Ollie Glass

Managing data science projects

20th June 2018

Data science and machine learning projects often have high expectations and high failure rates. Ideas seem promising and data scientists start experimenting but struggle to follow through. Projects run on indefinitely without clear goals or deliverables, teams lose direction and momentum, important individual contributors leave. What makes these projects so difficult? How can they be delivered effectively?

In this piece I’ll show how I introduce data science to a company and deliver a project. My projects typically involve creating new features for existing products. I recommend clients start small, so I'll give examples for a three-month project. I’ll describe the tasks and outcomes at each stage, how I manage common risks and challenges, and how I work with stakeholders.

Scoping data projects

While amazing things can be done with data science, many descriptions of it are hyperbolic and don’t help you think clearly about what's possible. Involving a data scientist from the start will let you check the feasibility of ideas and get a sense of the costs, time and chance of success. A data scientist can also suggest different ways to approach a project that you might not have considered.

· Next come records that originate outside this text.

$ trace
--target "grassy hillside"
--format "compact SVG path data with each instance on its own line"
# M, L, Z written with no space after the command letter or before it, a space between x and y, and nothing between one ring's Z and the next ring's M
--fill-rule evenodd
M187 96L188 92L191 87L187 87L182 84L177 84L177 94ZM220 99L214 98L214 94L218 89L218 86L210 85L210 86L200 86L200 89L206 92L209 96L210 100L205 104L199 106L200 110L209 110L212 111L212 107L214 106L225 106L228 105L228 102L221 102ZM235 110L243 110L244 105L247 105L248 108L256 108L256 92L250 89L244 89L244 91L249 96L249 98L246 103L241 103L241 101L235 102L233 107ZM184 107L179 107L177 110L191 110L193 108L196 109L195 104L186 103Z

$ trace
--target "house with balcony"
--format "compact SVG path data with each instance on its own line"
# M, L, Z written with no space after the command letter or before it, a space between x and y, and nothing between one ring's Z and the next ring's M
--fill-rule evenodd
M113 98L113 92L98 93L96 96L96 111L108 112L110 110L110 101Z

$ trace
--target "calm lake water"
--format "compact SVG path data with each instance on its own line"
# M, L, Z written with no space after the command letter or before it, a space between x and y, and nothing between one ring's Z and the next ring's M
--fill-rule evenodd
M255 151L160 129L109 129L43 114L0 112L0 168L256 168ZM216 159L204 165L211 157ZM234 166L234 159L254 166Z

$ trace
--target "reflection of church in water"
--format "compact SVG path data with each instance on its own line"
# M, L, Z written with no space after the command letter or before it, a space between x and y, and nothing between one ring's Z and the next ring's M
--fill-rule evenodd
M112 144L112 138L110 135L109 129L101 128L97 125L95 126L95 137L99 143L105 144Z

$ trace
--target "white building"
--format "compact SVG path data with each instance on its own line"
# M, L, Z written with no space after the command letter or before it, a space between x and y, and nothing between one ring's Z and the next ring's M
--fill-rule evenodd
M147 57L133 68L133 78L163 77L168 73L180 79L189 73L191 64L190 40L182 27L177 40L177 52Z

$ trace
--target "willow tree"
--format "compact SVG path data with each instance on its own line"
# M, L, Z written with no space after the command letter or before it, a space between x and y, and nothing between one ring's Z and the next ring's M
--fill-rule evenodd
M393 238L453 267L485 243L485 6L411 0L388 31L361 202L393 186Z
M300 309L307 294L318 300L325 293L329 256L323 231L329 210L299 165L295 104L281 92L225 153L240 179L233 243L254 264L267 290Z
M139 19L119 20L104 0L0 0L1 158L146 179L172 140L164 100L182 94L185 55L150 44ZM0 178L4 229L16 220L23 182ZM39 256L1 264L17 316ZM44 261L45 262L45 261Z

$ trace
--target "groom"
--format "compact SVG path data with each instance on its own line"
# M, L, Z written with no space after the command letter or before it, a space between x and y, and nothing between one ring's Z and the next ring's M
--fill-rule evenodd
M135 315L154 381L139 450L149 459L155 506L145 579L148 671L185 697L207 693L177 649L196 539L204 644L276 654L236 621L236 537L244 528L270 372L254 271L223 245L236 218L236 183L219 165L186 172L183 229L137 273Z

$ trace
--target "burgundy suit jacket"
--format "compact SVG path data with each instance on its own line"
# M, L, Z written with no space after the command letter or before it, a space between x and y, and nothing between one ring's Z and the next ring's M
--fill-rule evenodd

Some features are a natural fit for data science. Consider a product that lets users send emails campaigns. Users enter times and dates to schedule email sends, and the product keeps records of sent emails and open rates. Using previous open rates to predict the best send times for new emails would make a great feature.

Creating predictive systems is inherently risky. An experienced data scientist can use experience, industry benchmarks and a survey of your data to estimate what’s possible. How much data is needed, how long the work will take and if it will be successful cannot be known for certain, but will become clearer as the research progresses. It’s essential to communicate the risks and possible costs of work clearly so organisations can make informed decisions and set their expectations accordingly.

To reduce risk, try to reduce the complexity of the research required. Review the project’s goals with a data scientist and consider compromises or different ways of creating similar value for the end user. In our email sending example we might hope to build a feature that advises on the best time to send, but knowing that even advising on a morning or afternoon send would be valuable, a data scientist can suggest simpler techniques are tried first.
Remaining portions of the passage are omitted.